Se distinguía un sonido que recordaba el tráfico, como si llamara desde una cabina pública.

– Me temo que no. Bien tampoco puedo hablar mucho. Estoy en la calle. De nuevo en la calle…

Imitaba a un presentador televisivo.

– Estupendo, ¿verdad? El caso es que voy a visitarte, mamá. Tenías razón: Max es un cabeza de chorlito. No lo necesito para nada…

Se oyó una voz de fondo.

– Por favor, déjeme un momento -dijo Katy a quienquiera que fuese-. Escucha, tengo la oportunidad de visitar Nueva York, la Gran Manzana. He podido viajar gratis y aquí estoy. De todos modos pueden llevarme a Montreal, por lo que iré ahí. Hasta pronto.

Clic.

– ¡No! ¡No vengas, Katy! ¡No! -grité en el vacío.

Oí rebobinarse la cinta. «¡Jesús, qué pesadilla! Gabby está muerta. Un psicópata deja una foto de Katy y mía en su tumba. Y ahora Katy se dirige hacia aquí.» El pulso me latía en las sienes, mis pensamientos se atropellaban. Tenía que detenerla pero ¿cómo? Ni siquiera sabía dónde se encontraba. Pete.

Mientras marcaba su número se me representó una escena del pasado. Katy con tres años en el parque. Yo hablaba con otra madre sin apartar los ojos de la niña, que llenaba recipientes de plástico con arena. De pronto tiró la pala y corrió hacia los columpios. Vaciló un momento viendo oscilar al poni metálico hacia atrás y corrió hacia él con expresión eufórica entre el aire primaveral y la visión de las crines y las bridas de colores agitándose en los aires. Sabía que iba a golpearla, pero no podía detenerla. Y el hecho se repetía.

No obtuve respuesta por la línea directa de Pete. Intenté el número de su centralita. Una secretaria me dijo que se hallaba ausente, como de costumbre tomando unas declaraciones.
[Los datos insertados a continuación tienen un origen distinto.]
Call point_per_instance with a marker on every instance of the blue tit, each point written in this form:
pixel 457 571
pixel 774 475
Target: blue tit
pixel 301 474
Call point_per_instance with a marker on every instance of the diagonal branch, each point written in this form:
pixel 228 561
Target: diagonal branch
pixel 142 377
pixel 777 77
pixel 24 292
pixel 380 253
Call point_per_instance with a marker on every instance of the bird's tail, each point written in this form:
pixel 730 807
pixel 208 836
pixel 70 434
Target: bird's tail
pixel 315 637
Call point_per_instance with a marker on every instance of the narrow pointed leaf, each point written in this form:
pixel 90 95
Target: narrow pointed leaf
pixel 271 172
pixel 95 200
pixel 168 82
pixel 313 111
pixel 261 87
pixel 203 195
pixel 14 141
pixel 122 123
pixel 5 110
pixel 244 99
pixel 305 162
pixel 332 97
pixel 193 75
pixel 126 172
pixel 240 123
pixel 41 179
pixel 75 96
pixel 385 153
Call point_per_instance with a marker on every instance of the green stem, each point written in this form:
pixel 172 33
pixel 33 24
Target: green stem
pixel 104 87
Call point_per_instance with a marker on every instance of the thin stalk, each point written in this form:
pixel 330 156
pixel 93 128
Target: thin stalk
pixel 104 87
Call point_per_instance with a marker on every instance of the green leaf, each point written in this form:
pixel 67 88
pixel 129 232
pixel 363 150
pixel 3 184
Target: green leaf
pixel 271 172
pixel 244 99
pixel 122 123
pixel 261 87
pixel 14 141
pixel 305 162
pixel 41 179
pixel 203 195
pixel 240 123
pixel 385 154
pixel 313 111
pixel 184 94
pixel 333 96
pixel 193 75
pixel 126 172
Dejé un mensaje.

Fijé la mirada en el contestador automático. Cerré los ojos y respiré varias veces a fondo para regular los latidos de mi corazón. Sentía la nuca rígida, como oprimida por un torno, y un intenso calor.

– Eso no sucederá -exclamé.

Abrí los ojos y vi que Birdie me miraba desde el otro extremo de la habitación.

– No sucederá -le repetí. Él me miró con fijeza, sin pestañear-. Puedo hacer algo.

El animal arqueó la espalda, fijó las patas en el suelo formando un tenso y pequeño rectángulo, curvó la cola y se sentó sin apartar los ojos de mi rostro.

– Haré algo. No voy a sentarme y esperar a que ese canalla ataque a mi hija.

Llevé los comestibles a la cocina y los guardé en el refrigerador. Luego busqué mi ordenador portátil, entré en el sistema y saqué la hoja de cálculo en pantalla. ¿Cuánto tiempo hacía que la había empezado? Comprobé las fechas que había anotado. El cadáver de Isabelle Gagnon se había encontrado el 2 de junio: hacía siete semanas que parecían siete años.

Fui al estudio y saqué mis archivadores. Tal vez, después de todo, no se perdiera el esfuerzo dedicado a fotocopiar.

Pasé dos horas examinando las fotografías, nombres, fechas y literalmente cada palabra de todas las entrevistas e informes policiales que poseía. Y repetí la acción. Revisé una y otra vez las palabras confiando en encontrar alguna nimiedad que me hubiera pasado por alto. En la tercera ocasión lo conseguí.